Pour mesurer concrètement ce que cela signifie, l’étude Brandwatch 2026 — menée auprès de plus de 1 000 professionnels du marketing à travers le monde — apporte un chiffre saisissant : 84 % d’entre eux citent la maîtrise de l’IA et de l’automatisation comme la compétence numéro un à acquérir cette année. Pas le design. Pas la rédaction. Pas même la data. L’IA en premier.

Et Brandwatch sait de quoi elle parle : c’est l’une des principales plateformes mondiales d’analyse des conversations digitales et de veille des réseaux sociaux, utilisée par des milliers d’entreprises pour surveiller leur réputation, analyser leurs audiences et piloter leurs stratégies de contenu. Quand ses clients — des professionnels du marketing à temps plein — disent que l’IA est devenue leur priorité absolue, ce n’est pas un effet de mode. C’est un signal de terrain.

Ce signal arrive en Afrique francophone avec quelques mois de décalage. Mais il arrive. Et au Cameroun, où la transformation digitale des entreprises s’accélère sans toujours s’accompagner d’une montée en compétences des équipes, il pose une question concrète et urgente : dans ce nouveau paysage, quel est exactement le rôle d’un professionnel de la communication et du marketing ?

L’IA amplifie. Mais elle n’invente pas.

Depuis 2023, un récit s’est imposé dans les médias spécialisés. L’IA ferait désormais le travail à la place du professionnel. Elle rédigerait les contenus, créerait les visuels, optimiserait les campagnes, analyserait les données. Le tout automatiquement, sans expertise préalable.

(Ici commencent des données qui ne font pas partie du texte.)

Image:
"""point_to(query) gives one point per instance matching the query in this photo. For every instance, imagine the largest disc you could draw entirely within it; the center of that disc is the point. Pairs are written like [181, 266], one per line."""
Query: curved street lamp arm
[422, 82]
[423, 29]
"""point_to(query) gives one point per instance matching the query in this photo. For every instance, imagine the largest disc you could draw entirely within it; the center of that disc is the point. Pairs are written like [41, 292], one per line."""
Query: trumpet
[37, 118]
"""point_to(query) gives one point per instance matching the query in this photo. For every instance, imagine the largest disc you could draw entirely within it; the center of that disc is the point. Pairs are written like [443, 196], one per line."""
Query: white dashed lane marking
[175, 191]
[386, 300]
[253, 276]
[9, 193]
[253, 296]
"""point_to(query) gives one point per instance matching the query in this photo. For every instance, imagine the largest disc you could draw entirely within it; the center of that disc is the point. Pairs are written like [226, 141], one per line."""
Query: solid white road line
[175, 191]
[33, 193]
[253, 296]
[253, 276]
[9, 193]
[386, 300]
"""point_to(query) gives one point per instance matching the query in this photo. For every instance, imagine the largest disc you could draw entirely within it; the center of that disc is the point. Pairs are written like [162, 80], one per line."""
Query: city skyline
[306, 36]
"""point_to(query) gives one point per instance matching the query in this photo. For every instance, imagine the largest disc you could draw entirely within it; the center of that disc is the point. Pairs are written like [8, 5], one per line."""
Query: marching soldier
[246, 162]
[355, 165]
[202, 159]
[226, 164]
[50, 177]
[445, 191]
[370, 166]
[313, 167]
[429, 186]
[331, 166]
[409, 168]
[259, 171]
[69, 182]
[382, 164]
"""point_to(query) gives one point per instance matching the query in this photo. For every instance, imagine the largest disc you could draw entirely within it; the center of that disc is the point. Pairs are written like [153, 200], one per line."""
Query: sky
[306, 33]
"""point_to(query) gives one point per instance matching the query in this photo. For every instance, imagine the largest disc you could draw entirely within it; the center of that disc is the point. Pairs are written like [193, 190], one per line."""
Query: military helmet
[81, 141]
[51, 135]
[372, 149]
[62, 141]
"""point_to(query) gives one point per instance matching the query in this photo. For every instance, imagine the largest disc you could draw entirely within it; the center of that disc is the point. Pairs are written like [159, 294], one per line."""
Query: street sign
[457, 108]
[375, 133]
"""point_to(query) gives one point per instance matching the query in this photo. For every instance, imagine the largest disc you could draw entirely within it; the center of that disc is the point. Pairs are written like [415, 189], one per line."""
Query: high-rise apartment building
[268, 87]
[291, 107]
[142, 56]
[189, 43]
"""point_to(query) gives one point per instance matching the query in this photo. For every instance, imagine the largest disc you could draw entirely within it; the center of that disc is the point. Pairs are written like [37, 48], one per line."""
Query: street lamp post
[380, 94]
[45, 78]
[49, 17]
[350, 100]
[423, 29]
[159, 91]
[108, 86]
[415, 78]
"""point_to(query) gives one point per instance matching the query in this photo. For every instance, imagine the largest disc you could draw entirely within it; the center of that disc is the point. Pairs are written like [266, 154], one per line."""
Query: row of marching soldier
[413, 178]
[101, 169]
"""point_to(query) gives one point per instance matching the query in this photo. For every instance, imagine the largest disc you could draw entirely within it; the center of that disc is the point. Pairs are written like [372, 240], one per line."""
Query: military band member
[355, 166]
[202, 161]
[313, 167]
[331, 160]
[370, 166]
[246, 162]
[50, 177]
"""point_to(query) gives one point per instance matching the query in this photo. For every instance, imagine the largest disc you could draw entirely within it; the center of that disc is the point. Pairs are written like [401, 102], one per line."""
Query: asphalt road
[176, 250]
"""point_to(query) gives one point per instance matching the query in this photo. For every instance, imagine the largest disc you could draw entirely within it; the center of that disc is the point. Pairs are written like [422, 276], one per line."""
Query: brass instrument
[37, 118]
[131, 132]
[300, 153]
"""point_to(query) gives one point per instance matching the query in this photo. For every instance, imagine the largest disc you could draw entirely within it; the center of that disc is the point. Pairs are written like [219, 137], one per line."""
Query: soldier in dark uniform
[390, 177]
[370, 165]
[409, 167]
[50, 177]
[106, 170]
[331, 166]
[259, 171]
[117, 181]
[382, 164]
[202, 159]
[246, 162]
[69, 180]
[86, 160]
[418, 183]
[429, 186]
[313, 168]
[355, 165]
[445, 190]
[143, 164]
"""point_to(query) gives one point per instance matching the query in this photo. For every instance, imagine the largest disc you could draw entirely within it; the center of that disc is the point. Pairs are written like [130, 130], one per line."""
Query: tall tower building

Ce récit est à la fois juste et trompeur.

Juste, parce que les outils existent et qu’ils sont puissants. Scott Brinker, chercheur américain en technologies marketing et auteur du blog Chief Martec — référence mondiale dans le secteur — nomme 2026 le début du Second Age of Martech. L’ère des applications cède la place à l’ère des agents : ces systèmes capables de raisonner, planifier et s’ajuster sans intervention constante. Toujours selon Brinker, 70 % des directeurs marketing pilotent désormais des stratégies basées sur l’IA agentique (source : chiefmartec.com, État du paysage MarTech 2026).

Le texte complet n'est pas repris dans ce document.